In einem System, in dem seit Jahrzehnten ein kruder, stalinistisch geprägter Personenkult herrscht, ist der Tod des Führers ein reales Drama für die stark ideologisierte und militarisierte Gesellschaft, und wohl auch für das (mehr oder weniger) indoktrinierte Individuum. Eine Diktatur stützt sich nie ausschließlich auf Terror und Schrecken, sondern zu einem großen Teil auch auf Verehrung, Vertrauen und Rückhalt breiter Bevölkerungsschichten, die im Diktator oder in der diktatorisch agierenden Führungselite einen Stabilitätsgaranten und einen Beschützer vor den äußeren Feinden sehen.

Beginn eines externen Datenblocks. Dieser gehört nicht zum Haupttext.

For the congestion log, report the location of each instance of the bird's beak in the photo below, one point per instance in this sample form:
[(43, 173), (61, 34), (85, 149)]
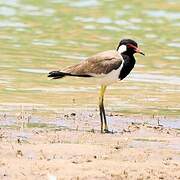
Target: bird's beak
[(137, 50)]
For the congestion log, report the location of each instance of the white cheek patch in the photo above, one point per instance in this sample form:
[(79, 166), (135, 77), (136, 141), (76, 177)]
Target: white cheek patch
[(122, 49)]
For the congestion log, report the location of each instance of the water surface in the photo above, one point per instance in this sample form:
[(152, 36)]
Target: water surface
[(40, 36)]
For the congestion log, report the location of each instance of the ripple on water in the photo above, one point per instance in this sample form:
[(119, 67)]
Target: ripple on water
[(163, 14), (44, 42), (83, 4), (12, 24), (7, 11), (174, 44), (172, 57), (155, 78), (38, 71)]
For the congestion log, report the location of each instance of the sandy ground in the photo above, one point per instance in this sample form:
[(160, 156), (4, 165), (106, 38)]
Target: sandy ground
[(136, 151)]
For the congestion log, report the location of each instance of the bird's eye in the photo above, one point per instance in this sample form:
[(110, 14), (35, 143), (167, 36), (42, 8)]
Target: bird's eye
[(131, 46)]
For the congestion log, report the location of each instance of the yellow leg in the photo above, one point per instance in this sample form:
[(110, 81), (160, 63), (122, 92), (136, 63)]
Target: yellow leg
[(101, 109)]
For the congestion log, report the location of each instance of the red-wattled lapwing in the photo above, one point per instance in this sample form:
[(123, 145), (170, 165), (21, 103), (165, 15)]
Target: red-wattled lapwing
[(108, 66)]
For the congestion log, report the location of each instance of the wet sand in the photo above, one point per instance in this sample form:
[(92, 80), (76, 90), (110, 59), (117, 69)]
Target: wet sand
[(74, 148)]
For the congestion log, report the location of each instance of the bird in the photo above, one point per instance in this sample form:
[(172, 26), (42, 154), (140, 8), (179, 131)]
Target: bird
[(108, 67)]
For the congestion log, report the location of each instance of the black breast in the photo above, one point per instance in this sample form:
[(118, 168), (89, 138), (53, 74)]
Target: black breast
[(129, 62)]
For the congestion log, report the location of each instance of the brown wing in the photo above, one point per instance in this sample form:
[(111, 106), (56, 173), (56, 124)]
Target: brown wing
[(101, 63)]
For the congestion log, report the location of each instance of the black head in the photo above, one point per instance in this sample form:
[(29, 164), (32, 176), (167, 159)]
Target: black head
[(128, 46)]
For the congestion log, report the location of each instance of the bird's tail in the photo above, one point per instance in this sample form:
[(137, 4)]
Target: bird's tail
[(59, 74)]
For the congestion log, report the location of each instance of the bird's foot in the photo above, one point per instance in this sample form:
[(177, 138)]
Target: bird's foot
[(108, 132)]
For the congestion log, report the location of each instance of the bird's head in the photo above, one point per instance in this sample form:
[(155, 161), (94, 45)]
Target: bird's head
[(128, 46)]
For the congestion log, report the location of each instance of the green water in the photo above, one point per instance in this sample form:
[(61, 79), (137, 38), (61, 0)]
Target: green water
[(37, 36)]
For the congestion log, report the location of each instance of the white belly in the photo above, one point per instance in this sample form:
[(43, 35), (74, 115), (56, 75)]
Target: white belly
[(112, 77)]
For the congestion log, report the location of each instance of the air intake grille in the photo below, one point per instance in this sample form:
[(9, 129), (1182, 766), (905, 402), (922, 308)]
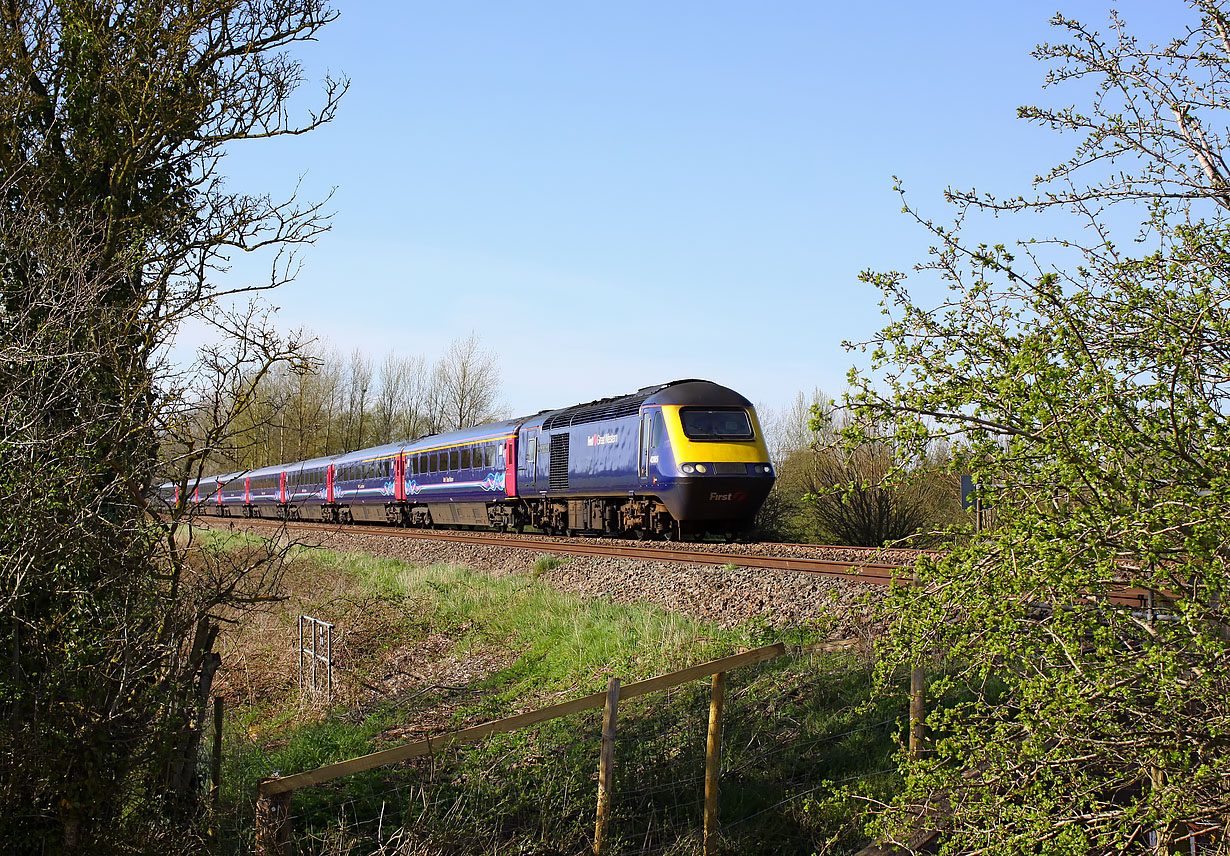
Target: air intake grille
[(559, 480)]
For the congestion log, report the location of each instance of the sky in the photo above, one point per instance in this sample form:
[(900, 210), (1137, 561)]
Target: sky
[(613, 194)]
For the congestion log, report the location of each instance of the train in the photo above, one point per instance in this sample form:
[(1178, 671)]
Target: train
[(677, 460)]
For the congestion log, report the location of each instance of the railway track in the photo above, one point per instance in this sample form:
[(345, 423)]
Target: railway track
[(682, 554), (854, 566)]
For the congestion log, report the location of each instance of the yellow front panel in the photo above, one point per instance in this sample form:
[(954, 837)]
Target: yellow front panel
[(747, 451)]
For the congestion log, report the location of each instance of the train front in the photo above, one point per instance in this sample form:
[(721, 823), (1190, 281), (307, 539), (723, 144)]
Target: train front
[(705, 455)]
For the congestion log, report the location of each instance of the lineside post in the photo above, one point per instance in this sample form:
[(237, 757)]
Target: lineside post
[(607, 766), (273, 824), (918, 699), (714, 761)]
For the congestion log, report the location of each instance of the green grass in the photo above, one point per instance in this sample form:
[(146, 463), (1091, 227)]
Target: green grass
[(791, 725)]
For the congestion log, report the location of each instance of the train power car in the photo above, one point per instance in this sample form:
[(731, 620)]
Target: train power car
[(675, 460)]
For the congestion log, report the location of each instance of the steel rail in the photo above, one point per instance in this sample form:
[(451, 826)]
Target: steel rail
[(856, 572), (875, 573)]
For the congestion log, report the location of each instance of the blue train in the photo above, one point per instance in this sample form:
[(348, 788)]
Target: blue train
[(675, 460)]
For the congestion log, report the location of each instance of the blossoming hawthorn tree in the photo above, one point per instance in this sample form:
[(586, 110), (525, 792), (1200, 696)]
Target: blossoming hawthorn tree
[(1086, 381)]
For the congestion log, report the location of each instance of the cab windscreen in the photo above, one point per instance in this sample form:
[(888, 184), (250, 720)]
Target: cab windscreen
[(716, 423)]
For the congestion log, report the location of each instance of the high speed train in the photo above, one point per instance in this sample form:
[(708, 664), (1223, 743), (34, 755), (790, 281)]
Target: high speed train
[(675, 460)]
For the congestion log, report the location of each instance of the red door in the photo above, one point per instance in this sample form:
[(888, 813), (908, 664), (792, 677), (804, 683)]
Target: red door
[(511, 467)]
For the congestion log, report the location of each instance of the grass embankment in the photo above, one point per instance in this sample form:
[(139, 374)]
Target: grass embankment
[(428, 649)]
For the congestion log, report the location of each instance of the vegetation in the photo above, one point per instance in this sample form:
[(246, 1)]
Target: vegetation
[(511, 643), (854, 495), (113, 218), (1086, 378), (325, 404)]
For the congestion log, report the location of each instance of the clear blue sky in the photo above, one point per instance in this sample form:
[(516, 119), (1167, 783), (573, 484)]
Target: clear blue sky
[(619, 194)]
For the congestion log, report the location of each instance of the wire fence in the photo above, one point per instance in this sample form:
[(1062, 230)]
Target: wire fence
[(791, 728)]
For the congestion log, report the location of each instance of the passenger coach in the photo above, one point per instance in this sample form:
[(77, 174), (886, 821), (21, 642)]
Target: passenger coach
[(675, 460)]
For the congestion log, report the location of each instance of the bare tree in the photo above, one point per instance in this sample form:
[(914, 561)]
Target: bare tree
[(466, 380), (113, 224)]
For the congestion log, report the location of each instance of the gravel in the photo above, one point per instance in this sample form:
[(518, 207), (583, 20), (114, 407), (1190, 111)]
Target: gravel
[(728, 597)]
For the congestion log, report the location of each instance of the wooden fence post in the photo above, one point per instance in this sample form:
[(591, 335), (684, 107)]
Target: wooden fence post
[(215, 763), (918, 710), (273, 824), (714, 761), (607, 766)]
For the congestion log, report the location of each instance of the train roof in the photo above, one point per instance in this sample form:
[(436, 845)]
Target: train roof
[(689, 391), (699, 392), (386, 450), (324, 460)]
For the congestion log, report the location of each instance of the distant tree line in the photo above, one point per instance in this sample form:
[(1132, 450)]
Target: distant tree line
[(325, 402), (830, 493)]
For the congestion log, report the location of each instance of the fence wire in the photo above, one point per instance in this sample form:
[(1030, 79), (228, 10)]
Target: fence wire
[(791, 727)]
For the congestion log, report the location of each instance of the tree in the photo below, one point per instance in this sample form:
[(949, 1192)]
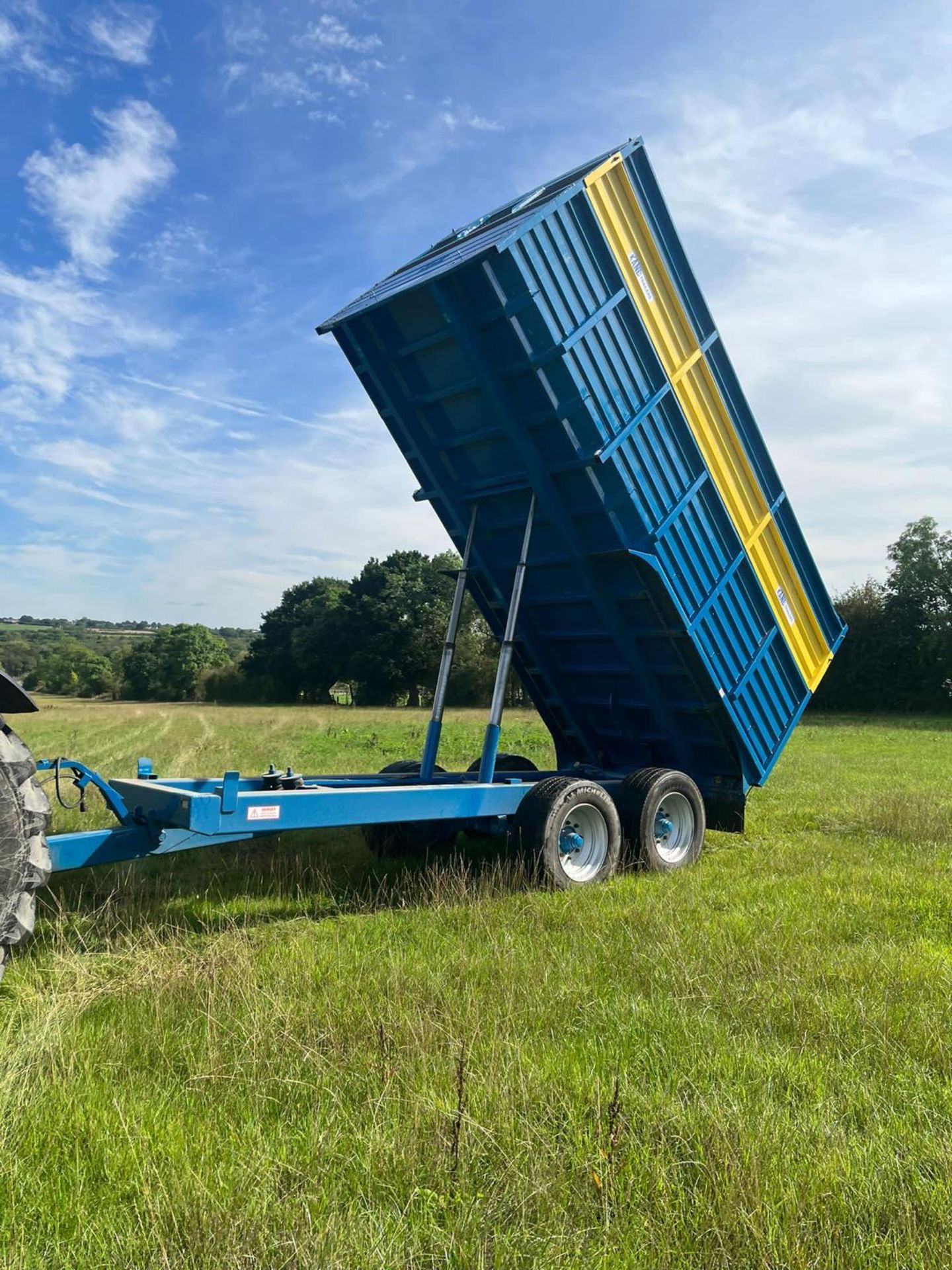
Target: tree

Der Diktator, der Vater der Nation, ist in der gesellschaftlichen Wahrnehmung also nie ein absolut gefürchteter, strafender Vater - er hat auch seine sorgenden und beschützenden Facetten. Daher ist es ein wenig heuchlerisch, wenn westliche Medien, scheinbar naiv und betroffen, die Frage in den Raum stellen: "Warum weinen die Leute um einen Mann, der sein Volk in Lager sperrt und verhungern lässt?" Damit wird indirekt der notleidenden nordkoreanischen Bevölkerung unterstellt, sie sei über die Verbrechen ihrer Führungselite genauso informiert wie wir (zu informiert sein glauben), sie habe eine Wahl gehabt und getroffen und würde nun hemmungslos ihrem Stockholm-Syndrom frönen.

Was von all dem wirklich der Realität entspricht, kann nur gemutmaßt werden, Faktum ist aber, dass die nordkoreanische Bevölkerung derzeit in der ganzen Welt medial "vorgeführt" wird, wie eine Freak-Show. Zum Teil ist das offizielle Nordkorea selbst daran schuld, denn offensichtlich trägt man die Trauer gerne zur Schau; zum Teil kommt aber auch ein anderer Faktor zum Tragen: Ein Staat wie Nordkorea gibt mitunter eine willkommene Projektionsfläche für den Rest der Welt ab, vor deren Hintergrund man sich besonders "normal" und "erfolgreich" vorkommt.

Eins vorweg: Wir alle, ob Medienkonsumenten oder Medienmacher, wissen so gut wie nichts über Nordkorea. Unser Wissen speist sich aus den wenigen, staatlich kontrollierten Bildern und Presseaussendungen, von deren Authentizität und Aussagekraft wir keine gesicherten Informationen haben. Was wir aus den wenigen Puzzlesteinen schlussfolgern können, ist, dass Nordkorea definitiv ein Staat in der Sackgasse ist, dessen Regime auf internationaler Ebene gewissermaßen autistisch und selbst-isolierend agiert. Die trauernde Bevölkerung von Nordkorea verdient vielleicht nicht unser Mitleid, auch nicht unser Mitgefühl, vielleicht nicht einmal unsere Anteilnahme, wohl aber unseren Respekt. Ob die Trauer nun eine echte, oder eine staatlich verordnete ist (die Grenzen sind fließend), sie findet statt, womöglich auch als Ventil für andere aufgestaute Emotionen. (Mascha Dabić, 27. Dezember 2011, daStandard.at)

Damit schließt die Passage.